Spingevo la carrozzina della mia primogenita (allora neonata) quando incontrai un’amica, che non rivedevo da anni: “È tua? Brava, hai pagato il tuo debito con la natura!”
Il suo commento mi torna spesso in mente quando, ad esempio, leggo che in Italia il numero medio di figli per donna è di 1,37 – mentre la soglia di sostituzione dovrebbe essere di 2,1 figli cadauna – oppure quando provo a capire cosa può significare un Fertility Day. Giorno che si "celebrerà" domani, 22 settembre, ma di cui in realtà si parla da un mesetto, grazie alla (poco felice) campagna comunicativa del Ministero della Salute, che tanto ha fatto scalpore a fine estate. Non entrerò nel merito delle clessidre che avrebbero dovuto richiamare lo scorrere del tempo biologico delle donne (ora sostituite da un nodo rosso, simbolo del #fertilityday). Né vorrei in alcun modo urtare la sensibilità di quanti vivono situazioni di disagio e sofferenza in merito, ma proporre qui una riflessione più ampia, con una premessa.
La premessa: ben vengano azioni mirate a educare le giovani generazioni che non si possono avere figli a comando, che la “finestra fertile” femminile è limitata nel tempo (si riduce drasticamente dopo i 35 anni), che spermatozoi e ovociti risentono di stili di vita scorretti (come il fumo e alcool), che le tecniche di procreazione medicalmente assistita possono aiutare la fertilità naturale, ma non fanno miracoli. Tutto da sapere e ricordare, ma non basta.
E qui provo a balbettare una riflessione più ampia.
Quando erano giovani, i nostri nonni procreavano quando erano in procinto di partire per le campagne militari in Russia o in Africa, quando la precarietà non era solo lavorativa, ma di vita (o di morte), quando l’obiettivo era sfamare le nuove bocche, non garantirgli livelli standard di benessere. Eppure il contesto sociale e la struttura famigliare erano diversi, si poteva contare su reti di supporto talmente efficienti da far impallidire il miglior welfare del ventesimo secolo.
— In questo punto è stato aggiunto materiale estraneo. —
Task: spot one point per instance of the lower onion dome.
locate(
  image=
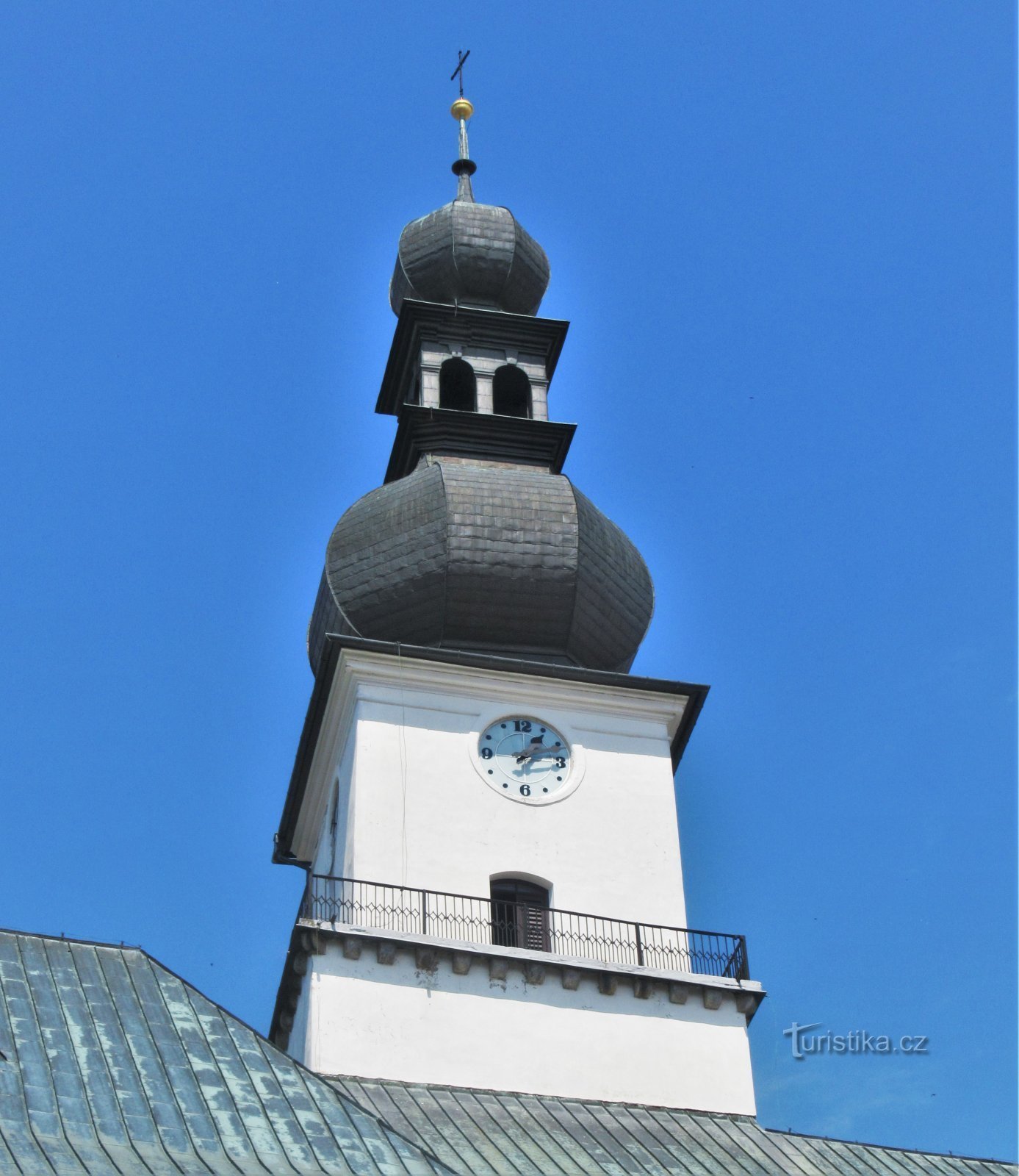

Il 13 settembre scorso il Parlamento europeo ha approvato la risoluzione
“Creazione di condizioni del mercato del lavoro favorevoli all'equilibrio tra vita privata e vita professionale”. Per la prima volta la conciliazione viene riconosciuta come un diritto, affermando che le politiche di conciliazione, per essere efficaci, devono essere un mix di elementi diversi e devono coprire le esigenze delle famiglie lungo il ciclo di vita, dalla nascita dei figli all’assistenza ai genitori anziani. Non basta concentrarsi sugli asili nido (servono, eccome), ma sarebbe bello lavorare per una cultura in cui i carichi di lavoro famigliari e professionali vengano condivisi il più possibile tra uomo e donna, tra i più e i meno giovani; creare le condizioni affinché la reciprocità tra i generi possa orientarsi a una convergenza verso obiettivi personali e sociali condivisi, dove i ruoli sociali e le aspirazioni private possano armonicamente sussistere.
Voler e poter mettere al mondo dei figli va ben oltre il saldare il proprio debito con la natura. È lasciare al mondo un carico di speranza che nessun presente porta con sé.